# The "Little Man"



## Blueridge Believer (Jan 21, 2009)

If you live in small town America this will really hit home. Hard to watch it and not shed a tear.

[video=youtube;_Lj6PMv68Ho]http://www.youtube.com/watch?v=_Lj6PMv68Ho[/video]


----------



## Ivan (Jan 21, 2009)

I grew up on a farm in Southern Illinois from 1952 to 1973. Since that time I've lived in cities, small towns and in the country. I know this will sound like I'm a grumpy old man, but I'd go back to the 50's and 60's in a hearbeat. I know others will disagree, but I am talking about how I feel. I don't expect everyone to agree with me.


----------



## LawrenceU (Jan 21, 2009)

I, too, am a small town / rural boy. I've lived in all sorts of places since then. I'd go back to that place and time in a heartbeat.


----------



## Ivan (Jan 21, 2009)

My parents still live on the farm. I doubt that I will return to live there, although I'd like to. I believe the LORD has other plans for me. I do love the land.

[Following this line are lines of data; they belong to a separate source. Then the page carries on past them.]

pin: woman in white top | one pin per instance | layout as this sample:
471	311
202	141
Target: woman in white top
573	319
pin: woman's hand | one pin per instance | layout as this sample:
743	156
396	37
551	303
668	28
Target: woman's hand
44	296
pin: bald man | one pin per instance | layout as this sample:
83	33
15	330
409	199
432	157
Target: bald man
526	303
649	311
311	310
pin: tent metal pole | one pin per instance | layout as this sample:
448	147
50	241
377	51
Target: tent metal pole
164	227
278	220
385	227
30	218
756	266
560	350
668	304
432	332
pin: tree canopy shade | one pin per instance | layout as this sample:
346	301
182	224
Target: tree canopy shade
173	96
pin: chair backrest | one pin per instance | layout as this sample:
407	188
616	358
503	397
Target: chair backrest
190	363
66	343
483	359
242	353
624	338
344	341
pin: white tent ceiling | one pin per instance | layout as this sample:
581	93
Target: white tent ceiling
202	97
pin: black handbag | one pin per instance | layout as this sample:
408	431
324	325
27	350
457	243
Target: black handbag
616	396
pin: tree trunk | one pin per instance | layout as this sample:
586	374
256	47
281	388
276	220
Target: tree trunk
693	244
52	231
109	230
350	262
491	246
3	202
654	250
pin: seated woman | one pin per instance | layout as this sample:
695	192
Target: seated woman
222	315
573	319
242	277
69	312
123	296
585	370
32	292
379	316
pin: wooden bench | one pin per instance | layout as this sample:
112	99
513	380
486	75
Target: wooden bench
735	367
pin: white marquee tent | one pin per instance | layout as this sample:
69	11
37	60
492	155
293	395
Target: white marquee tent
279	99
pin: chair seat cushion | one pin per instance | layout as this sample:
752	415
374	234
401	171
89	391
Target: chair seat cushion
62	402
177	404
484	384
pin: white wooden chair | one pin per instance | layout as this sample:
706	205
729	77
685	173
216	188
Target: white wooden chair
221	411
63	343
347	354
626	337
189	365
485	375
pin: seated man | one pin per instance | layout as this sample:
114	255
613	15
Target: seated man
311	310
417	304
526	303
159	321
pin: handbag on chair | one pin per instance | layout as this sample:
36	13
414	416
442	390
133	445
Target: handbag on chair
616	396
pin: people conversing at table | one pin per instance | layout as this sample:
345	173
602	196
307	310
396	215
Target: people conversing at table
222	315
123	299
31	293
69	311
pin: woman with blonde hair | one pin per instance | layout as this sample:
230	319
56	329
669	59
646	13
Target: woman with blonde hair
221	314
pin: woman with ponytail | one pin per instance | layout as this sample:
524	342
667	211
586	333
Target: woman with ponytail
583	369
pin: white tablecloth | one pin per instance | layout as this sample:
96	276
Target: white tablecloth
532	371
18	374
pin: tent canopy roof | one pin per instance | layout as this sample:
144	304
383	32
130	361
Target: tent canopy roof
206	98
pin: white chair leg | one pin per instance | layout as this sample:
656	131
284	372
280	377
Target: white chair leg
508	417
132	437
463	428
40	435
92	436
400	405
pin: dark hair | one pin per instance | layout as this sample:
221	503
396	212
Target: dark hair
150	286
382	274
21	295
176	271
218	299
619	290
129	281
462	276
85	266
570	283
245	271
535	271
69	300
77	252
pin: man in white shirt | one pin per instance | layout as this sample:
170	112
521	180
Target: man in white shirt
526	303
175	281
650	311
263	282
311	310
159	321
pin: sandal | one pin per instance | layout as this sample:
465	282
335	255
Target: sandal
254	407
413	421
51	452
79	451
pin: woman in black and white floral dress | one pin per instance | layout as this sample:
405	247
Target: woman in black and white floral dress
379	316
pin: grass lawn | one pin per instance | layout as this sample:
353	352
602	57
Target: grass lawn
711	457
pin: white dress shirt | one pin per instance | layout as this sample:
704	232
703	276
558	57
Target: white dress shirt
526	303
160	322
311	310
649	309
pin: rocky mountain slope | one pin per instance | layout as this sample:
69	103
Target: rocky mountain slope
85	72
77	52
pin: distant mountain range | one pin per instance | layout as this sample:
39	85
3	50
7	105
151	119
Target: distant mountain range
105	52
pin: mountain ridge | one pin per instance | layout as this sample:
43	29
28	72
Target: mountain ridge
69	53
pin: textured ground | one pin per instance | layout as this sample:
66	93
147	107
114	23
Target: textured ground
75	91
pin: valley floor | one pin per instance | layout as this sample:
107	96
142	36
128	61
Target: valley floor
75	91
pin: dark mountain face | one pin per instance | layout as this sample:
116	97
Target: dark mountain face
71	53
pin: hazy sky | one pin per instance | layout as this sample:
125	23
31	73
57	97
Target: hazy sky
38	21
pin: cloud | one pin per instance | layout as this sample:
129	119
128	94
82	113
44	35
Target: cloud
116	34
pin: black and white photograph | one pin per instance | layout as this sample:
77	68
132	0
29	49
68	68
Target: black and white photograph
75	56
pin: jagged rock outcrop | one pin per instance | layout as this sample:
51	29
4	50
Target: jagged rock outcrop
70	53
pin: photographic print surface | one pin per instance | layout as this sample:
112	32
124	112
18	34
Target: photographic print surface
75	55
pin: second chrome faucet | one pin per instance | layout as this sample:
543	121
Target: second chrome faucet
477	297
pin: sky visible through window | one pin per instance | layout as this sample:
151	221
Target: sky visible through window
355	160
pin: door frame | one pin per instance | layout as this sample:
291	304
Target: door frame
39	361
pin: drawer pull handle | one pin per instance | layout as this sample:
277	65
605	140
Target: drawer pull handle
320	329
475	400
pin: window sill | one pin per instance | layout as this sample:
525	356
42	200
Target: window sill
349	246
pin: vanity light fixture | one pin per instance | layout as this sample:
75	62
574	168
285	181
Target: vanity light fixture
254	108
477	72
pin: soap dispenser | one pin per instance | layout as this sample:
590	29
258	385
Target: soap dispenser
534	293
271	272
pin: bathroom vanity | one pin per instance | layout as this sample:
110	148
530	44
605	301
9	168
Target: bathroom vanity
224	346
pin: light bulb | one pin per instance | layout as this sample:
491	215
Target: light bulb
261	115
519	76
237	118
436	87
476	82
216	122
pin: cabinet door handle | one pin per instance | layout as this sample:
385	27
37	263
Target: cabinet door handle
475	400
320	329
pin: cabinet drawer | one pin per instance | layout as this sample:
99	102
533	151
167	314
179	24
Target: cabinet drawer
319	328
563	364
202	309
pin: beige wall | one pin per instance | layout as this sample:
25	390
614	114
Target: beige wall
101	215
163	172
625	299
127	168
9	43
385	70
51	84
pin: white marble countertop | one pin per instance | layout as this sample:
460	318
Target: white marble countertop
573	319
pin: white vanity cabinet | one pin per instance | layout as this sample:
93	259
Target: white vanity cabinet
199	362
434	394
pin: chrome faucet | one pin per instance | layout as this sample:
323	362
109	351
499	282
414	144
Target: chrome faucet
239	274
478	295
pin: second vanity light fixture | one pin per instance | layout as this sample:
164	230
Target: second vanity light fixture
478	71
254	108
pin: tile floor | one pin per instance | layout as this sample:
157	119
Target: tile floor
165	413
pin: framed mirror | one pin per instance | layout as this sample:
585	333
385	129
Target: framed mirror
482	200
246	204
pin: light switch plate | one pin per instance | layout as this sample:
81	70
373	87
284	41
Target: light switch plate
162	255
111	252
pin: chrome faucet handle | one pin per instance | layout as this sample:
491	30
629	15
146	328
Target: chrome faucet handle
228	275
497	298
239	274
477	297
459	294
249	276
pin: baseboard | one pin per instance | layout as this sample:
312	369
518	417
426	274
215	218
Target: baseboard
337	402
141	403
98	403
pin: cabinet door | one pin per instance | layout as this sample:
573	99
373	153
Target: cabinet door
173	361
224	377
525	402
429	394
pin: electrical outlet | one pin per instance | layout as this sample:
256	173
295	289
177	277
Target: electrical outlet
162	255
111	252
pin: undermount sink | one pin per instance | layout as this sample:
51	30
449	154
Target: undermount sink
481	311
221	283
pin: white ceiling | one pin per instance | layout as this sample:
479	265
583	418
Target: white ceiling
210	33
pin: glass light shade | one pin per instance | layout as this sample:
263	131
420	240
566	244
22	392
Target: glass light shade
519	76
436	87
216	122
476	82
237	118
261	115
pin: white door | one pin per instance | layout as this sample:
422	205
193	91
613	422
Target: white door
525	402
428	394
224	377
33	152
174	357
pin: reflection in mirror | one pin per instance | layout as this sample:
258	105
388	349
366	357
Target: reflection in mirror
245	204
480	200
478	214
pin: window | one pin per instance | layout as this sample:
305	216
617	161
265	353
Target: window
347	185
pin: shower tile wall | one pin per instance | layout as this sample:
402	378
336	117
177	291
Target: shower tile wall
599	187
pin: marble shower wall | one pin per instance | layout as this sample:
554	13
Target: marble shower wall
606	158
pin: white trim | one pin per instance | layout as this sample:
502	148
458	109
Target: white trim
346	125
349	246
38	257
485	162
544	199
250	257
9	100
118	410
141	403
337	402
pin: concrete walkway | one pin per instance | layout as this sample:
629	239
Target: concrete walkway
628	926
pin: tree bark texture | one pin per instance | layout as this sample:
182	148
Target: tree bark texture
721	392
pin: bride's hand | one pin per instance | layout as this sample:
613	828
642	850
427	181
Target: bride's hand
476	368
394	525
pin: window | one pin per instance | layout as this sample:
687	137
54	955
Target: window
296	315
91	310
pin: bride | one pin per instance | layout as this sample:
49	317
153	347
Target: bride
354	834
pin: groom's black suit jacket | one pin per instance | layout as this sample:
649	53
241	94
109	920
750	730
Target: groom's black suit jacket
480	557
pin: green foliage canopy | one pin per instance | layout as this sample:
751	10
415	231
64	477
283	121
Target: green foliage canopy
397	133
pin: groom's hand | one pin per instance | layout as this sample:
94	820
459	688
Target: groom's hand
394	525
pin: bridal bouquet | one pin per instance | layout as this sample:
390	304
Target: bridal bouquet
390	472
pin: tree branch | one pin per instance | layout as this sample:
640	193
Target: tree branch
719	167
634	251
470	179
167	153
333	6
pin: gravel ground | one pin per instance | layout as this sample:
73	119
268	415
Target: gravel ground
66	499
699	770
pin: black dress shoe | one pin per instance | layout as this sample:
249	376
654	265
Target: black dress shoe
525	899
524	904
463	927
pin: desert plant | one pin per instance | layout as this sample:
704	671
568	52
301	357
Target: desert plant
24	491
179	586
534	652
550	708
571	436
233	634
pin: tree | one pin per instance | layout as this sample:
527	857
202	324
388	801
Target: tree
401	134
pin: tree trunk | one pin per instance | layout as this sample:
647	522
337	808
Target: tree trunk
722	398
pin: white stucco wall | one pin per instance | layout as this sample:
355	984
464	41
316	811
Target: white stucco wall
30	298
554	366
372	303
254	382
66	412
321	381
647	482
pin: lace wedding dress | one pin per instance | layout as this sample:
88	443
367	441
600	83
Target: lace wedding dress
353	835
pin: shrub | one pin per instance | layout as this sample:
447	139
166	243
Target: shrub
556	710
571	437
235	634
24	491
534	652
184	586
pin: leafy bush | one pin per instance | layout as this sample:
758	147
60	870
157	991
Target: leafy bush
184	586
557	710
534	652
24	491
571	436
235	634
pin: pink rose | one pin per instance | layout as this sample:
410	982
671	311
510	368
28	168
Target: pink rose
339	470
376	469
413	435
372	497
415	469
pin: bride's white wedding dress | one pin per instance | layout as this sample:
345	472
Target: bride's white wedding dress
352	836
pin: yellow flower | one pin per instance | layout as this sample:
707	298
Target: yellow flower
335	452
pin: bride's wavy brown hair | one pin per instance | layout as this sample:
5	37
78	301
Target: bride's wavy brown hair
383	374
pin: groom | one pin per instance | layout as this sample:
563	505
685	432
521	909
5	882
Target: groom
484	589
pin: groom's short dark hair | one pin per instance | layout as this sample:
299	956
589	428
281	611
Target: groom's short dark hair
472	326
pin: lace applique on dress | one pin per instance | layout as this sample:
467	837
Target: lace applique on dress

When I do return home, it's as though I've never left. I'm not talking about my parents, of course, but the long-time residents there. When I visit with there I'm still consider a resident. Kinda cool.


----------



## PresbyDane (Jan 21, 2009)

Sorry can not watch it, it seems to have been taken of you tube


----------



## Ivan (Jan 21, 2009)

Martin Marsh said:


> Sorry can not watch it, it seems to have been taken of you tube



I couldn't get the one posted either, but if you choose one of the other choices that pop up you can listen to the song that way.


----------



## LawrenceU (Jan 21, 2009)

Try this:CMT : Videos : Alan Jackson : Little Man


----------



## Hippo (Jan 21, 2009)

I like Jackson's "Monday Morning Church", that song really resonates with me (although for all sorts of reasons it probably should not).


----------



## Blueridge Believer (Jan 21, 2009)

He could have been singing it about my home town. Back in the 60's and 70's there was all kind of stuff downtown and lot's of work. I went to a county high school that had about 2500 students that now has a little less than 1000. The town is like a ghost town. Really sad.


----------



## Ivan (Jan 21, 2009)

James,

I was in a very remote area. The town we lived near had 400 people. Our grade school,K-6, had under a 100 students. The nearest grocery store was 12 miles away.

Things are still the same today.


----------



## nicnap (Jan 21, 2009)

I am a small town guy...grew up working turkey, chicken, cattle, and even feed corn farms. Grew up baling hay...shooting...fishing...all of that, and if I could I'd be there again. Give me a couple thousand...even a couple hundred acres, a tractor, and let me be. I'd be one happy man. (P.s. I grew up in the 80's and 90's.)


----------